Airbus A380 superjumbo aircraft face checks after part is recovered from 2017 engine explosion
22 August 2019
An investigation into a mid-air engine explosion on an Air France A380 in 2017 is now focused on a part showing evidence of metal fatigue recently recovered from the Greenland icecap.
Airbus A380 - Image: Air France-KLM
According to a Reuters report, the titanium alloy part is the centrepiece of a 3-metre-wide fan on engines built for the world’s largest airliner by US-based Engine Alliance, co-owned by General Electric and Pratt & Whitney.
It had sat buried in Greenland’s ice sheet since September 2017 when one of four engines on Air France flight 66 abruptly disintegrated en route from Paris to Los Angeles. It was prised from the ice in June after a high-tech aerial radar search.

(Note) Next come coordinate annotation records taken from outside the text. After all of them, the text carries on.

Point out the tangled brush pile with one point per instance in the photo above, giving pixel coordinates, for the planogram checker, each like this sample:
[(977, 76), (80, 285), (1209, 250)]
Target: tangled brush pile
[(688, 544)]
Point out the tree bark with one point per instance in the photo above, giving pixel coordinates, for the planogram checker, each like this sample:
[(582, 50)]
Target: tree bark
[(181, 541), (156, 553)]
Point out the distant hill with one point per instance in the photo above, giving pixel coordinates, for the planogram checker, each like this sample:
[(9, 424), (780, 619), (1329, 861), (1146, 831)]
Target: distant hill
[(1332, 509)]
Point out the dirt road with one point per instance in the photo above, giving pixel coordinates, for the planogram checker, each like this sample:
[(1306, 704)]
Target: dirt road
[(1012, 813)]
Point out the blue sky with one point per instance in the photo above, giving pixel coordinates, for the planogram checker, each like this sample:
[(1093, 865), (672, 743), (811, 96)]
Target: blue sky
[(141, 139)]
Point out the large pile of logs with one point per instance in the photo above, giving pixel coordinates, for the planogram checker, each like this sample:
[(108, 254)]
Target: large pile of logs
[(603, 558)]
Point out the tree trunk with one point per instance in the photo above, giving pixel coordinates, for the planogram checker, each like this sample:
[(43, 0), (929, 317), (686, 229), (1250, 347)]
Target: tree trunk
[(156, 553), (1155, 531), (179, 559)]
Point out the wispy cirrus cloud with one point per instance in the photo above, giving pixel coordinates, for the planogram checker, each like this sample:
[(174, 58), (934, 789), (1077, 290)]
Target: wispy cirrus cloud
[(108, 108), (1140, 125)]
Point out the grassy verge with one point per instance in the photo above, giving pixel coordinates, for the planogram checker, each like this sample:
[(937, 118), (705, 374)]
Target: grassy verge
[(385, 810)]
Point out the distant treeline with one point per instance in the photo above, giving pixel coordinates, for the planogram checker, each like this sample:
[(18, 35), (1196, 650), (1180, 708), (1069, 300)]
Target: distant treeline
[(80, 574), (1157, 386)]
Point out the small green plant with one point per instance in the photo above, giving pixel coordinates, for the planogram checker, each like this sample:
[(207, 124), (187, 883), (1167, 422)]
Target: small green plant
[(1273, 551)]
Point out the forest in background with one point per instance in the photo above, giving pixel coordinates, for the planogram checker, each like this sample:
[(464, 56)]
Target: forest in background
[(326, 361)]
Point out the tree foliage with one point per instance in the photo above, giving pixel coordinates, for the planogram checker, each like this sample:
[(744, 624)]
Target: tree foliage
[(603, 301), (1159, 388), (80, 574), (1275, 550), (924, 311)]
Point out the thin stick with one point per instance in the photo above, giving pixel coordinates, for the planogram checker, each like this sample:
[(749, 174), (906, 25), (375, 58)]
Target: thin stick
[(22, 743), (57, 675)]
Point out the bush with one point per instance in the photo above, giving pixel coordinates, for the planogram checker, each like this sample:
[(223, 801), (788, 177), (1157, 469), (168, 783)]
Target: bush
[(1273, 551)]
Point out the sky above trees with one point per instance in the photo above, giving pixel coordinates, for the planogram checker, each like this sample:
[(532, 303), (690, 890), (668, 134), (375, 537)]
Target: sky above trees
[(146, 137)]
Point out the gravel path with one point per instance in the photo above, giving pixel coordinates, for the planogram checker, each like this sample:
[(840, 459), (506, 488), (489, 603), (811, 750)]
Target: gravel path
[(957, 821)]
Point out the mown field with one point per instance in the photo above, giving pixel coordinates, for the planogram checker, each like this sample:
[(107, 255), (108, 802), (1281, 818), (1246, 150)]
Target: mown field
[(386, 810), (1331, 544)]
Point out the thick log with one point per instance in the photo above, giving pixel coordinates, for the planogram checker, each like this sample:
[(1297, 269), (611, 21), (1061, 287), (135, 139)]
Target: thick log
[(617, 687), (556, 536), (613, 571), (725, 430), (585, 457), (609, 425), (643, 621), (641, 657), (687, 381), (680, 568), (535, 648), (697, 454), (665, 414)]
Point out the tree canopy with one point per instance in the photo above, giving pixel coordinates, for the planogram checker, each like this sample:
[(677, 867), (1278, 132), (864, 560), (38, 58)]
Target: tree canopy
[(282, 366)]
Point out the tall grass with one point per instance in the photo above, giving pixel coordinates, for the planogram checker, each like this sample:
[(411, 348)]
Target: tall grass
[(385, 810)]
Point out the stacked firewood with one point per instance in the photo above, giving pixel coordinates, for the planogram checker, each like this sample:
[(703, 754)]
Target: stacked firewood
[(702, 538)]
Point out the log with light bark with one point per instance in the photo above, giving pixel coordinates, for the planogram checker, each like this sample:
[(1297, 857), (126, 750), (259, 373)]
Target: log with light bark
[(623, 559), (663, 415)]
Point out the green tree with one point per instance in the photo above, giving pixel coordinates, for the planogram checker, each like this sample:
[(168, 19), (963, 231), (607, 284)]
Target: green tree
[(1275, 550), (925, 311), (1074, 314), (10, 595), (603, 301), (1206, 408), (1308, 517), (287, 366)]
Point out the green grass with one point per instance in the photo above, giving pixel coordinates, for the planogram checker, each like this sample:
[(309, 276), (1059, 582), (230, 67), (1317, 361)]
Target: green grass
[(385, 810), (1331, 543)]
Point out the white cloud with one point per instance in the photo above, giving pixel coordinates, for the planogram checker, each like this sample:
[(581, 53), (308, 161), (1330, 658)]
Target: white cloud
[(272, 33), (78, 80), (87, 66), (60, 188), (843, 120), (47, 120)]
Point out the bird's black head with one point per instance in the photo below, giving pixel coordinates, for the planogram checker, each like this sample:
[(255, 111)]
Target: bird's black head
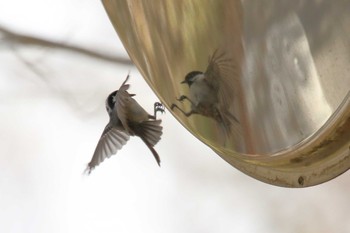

Confirming the focus of the probe after Reuters reported the plans for inspections, France’s BEA air accident agency said it had discovered a “sub-surface fatigue crack” on the recovered part and the engine maker was preparing checks.
The people familiar with the matter linked the crack to a suspected manufacturing flaw and said the checks - to be carried out urgently on engines that have conducted a certain number of flights - would affect dozens of the double-decker jets.
The people said the suspect part was fabricated on behalf of consortium member Pratt & Whitney, which declined to comment.
Engine Alliance is one of two engine suppliers for the Airbus A380 in competition with Britain’s Rolls-Royce. Its engines power a total of 152 aircraft or just over 60% of the 237 A380s in service.
Nobody was hurt in the September 2017 incident, in which the Air France superjumbo diverted safely to Goose Bay in Canada.
Besides Air France, other airlines operating the A380 with Engine Alliance powerplants include Dubai’s Emirates, Qatar Airways, Abu Dhabi-based Etihad and Korean Air.
Air France said in July it would retire its fleet of 10 A380s by 2022.